The swine flu finally hit our household. My 10-year-old daughter Clara and I were just finishing up our Halloween shopping last Friday. We’d managed to find the perfect Alice in Wonderland dress in only the third store we looked. I was just breathing a huge sigh of relief that I wouldn’t have to stay up all night making a costume, when a small voice said, “Mom? I’m really tired. I want to go home.”
I looked down. The skin around Clara’s eyes looked bruised and the freckles stood out in her pale face. We hurriedly made our purchase and drove home through the gloom.
By the time trick-or-treating time came around the next day, Clara was down for the count. Needless to say, she was disappointed.

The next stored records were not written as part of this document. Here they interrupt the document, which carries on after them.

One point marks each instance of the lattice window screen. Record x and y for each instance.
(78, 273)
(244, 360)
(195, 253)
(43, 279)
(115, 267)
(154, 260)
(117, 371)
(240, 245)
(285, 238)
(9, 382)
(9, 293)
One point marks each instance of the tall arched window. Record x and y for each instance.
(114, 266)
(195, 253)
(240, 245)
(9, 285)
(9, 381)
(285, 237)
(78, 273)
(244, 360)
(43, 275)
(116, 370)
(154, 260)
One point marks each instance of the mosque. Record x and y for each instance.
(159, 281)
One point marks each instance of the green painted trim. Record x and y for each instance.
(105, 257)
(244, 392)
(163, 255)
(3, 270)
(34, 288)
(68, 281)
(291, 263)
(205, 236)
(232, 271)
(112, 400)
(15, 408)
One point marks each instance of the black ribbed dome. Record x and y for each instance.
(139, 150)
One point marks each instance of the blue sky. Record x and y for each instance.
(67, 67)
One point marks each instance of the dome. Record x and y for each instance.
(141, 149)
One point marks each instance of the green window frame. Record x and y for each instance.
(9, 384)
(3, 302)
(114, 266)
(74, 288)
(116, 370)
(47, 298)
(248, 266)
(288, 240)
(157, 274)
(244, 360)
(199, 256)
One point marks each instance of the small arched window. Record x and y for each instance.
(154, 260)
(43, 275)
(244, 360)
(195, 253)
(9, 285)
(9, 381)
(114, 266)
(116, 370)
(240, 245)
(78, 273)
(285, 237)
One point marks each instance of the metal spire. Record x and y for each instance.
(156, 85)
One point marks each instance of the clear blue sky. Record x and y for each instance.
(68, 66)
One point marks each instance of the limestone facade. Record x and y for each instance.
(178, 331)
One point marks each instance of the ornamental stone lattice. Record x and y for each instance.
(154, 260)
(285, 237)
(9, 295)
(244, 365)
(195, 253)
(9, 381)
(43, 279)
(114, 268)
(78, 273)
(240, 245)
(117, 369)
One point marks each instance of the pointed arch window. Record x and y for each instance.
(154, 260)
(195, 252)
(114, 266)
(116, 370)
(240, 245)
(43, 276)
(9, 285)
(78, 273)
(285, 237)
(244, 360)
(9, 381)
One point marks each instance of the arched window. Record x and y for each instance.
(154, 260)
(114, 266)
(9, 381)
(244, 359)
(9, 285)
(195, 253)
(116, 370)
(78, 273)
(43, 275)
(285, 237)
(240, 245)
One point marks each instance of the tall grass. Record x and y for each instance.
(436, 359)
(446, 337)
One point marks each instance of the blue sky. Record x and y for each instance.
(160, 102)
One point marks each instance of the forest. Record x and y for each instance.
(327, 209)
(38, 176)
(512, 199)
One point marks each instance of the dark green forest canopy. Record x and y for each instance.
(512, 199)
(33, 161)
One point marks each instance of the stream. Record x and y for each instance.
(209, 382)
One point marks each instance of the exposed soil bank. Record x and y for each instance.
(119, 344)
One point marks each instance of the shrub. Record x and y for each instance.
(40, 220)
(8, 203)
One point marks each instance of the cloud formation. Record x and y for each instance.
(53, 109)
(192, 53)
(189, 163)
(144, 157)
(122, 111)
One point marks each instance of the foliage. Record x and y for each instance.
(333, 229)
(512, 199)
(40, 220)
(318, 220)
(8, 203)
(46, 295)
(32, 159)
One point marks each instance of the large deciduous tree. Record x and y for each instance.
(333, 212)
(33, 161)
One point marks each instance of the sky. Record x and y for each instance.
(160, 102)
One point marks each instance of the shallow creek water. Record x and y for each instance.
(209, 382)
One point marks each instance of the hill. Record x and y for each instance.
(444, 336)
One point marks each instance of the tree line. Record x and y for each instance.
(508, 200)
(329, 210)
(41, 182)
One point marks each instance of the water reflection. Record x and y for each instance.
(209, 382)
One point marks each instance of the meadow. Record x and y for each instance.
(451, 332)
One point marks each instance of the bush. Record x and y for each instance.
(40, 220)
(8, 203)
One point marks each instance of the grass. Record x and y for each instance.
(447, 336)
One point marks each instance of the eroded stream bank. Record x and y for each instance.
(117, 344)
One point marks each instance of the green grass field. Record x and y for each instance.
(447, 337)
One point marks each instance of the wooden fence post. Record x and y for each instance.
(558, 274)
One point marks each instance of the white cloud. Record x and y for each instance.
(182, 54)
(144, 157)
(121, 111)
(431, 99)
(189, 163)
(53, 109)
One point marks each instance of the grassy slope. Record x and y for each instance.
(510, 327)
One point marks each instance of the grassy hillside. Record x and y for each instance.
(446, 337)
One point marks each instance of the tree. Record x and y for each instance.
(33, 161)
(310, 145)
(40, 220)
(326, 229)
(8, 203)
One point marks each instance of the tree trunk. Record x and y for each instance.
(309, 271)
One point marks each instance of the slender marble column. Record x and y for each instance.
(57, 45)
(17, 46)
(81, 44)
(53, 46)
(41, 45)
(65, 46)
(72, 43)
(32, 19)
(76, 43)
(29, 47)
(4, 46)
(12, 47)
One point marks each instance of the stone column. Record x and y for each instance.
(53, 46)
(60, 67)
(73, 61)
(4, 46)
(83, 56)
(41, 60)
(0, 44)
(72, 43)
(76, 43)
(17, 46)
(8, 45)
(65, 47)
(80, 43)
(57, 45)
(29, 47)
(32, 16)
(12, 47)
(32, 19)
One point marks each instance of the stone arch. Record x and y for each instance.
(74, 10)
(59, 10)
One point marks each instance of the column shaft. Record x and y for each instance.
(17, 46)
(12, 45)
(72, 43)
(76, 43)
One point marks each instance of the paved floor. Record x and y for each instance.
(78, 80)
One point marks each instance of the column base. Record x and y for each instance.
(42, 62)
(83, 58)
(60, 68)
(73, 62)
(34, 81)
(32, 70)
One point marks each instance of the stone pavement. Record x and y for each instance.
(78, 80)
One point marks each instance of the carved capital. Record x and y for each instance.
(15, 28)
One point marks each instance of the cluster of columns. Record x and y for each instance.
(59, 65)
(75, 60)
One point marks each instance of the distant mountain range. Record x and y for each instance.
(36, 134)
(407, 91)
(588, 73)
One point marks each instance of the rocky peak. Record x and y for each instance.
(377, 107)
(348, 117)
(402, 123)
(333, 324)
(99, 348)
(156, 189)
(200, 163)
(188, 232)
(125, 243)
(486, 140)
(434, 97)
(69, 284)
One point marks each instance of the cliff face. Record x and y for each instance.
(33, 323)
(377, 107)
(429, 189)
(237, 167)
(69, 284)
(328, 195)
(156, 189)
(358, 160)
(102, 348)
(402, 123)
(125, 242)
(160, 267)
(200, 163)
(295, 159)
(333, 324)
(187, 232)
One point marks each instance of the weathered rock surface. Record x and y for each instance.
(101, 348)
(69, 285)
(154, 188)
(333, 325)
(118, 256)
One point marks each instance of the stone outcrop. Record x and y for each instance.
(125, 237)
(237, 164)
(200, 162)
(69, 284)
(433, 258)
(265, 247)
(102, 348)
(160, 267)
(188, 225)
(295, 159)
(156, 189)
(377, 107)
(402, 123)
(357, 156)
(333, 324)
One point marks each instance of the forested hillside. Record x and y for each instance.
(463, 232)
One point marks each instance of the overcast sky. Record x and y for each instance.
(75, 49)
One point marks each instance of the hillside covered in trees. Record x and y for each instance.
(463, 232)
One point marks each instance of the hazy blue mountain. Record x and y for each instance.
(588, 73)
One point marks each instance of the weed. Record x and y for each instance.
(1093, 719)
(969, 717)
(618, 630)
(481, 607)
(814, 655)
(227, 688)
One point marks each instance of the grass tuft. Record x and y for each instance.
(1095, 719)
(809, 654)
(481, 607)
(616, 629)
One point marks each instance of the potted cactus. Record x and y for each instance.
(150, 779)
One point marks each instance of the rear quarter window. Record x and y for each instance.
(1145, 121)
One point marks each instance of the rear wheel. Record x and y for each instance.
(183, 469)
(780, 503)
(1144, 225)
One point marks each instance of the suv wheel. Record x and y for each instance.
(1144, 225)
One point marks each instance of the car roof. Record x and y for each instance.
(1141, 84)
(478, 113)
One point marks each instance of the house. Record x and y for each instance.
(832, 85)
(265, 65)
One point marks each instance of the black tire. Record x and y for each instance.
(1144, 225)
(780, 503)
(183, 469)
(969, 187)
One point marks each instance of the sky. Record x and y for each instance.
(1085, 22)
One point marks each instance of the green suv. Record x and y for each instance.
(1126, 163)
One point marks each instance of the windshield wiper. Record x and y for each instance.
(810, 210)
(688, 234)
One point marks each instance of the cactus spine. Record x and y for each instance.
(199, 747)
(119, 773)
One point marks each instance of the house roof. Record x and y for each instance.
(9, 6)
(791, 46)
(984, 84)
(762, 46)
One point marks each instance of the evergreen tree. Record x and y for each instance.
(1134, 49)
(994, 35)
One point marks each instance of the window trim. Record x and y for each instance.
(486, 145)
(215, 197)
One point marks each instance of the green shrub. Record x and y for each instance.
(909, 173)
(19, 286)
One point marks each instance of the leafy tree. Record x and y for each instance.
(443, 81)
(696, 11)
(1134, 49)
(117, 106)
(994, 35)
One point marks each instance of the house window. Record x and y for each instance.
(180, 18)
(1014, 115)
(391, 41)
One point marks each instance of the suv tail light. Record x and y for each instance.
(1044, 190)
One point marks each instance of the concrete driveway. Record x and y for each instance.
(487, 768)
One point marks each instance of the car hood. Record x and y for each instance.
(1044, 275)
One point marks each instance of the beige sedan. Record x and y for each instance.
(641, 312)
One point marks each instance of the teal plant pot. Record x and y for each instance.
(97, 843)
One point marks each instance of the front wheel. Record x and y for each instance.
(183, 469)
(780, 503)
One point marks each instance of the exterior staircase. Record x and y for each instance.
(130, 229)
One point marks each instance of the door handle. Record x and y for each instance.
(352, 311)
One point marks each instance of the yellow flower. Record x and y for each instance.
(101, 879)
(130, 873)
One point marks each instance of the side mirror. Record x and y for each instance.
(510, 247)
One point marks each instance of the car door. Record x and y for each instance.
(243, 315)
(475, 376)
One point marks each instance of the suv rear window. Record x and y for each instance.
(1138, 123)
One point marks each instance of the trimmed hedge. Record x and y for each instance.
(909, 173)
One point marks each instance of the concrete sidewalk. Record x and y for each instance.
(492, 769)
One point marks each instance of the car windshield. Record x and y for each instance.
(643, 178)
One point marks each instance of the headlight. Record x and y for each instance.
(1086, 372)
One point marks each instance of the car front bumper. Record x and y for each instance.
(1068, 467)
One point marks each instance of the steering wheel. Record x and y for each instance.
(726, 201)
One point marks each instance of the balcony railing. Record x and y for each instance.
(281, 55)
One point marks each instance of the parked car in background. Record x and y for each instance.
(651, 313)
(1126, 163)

So was I. Disappointed for her sake (especially because I’ve been trying to convince her to be Alice for years – she makes a really good one!) and for my own. That’s because I had been so looking forward to flying to Florida this week for the American Writers and Artists’ Copywriting Bootcamp – a conference just for direct response copywriters! Not only would I get to attend lectures and workshops from some of the country’s top copywriters (including my hero, Dan Kennedy), I’d get to see fellow copywriters I’d met at last year’s Bootcamp, some of whom have grown to be dear friends. But between my sick daughter’s need for Mom and the very mild but not-to-be-ignored muscle aches and fatigue I was experiencing I figured the only responsible thing was to stay at home.
Strangely, though, I’m not as bummed as I thought I would be. Usually when faced with a major change in plans I’d get all riled up and upset inside before coming to terms with it. But this time as soon as I started to feel that achey feeling, I made the decision not to waste energy fighting this. Instead, I began to concentrate on breathing deep, nourishing myself and going with the flow.
I’ve decided to use the unexpected time to catch up on loose ends, and to get a head start on some new copywriting work that recently came my way. The week is going well, and I’m going about my work with a sense of peace and direction I haven’t felt in a long time.
The flu is still hanging around our house (my son and husband both came down withmild cases in the last couple of days), but life goes on. And I think it’ll leave me something precious when it goes: the ability to relax and go on with what needs doing no matter what is going on around me.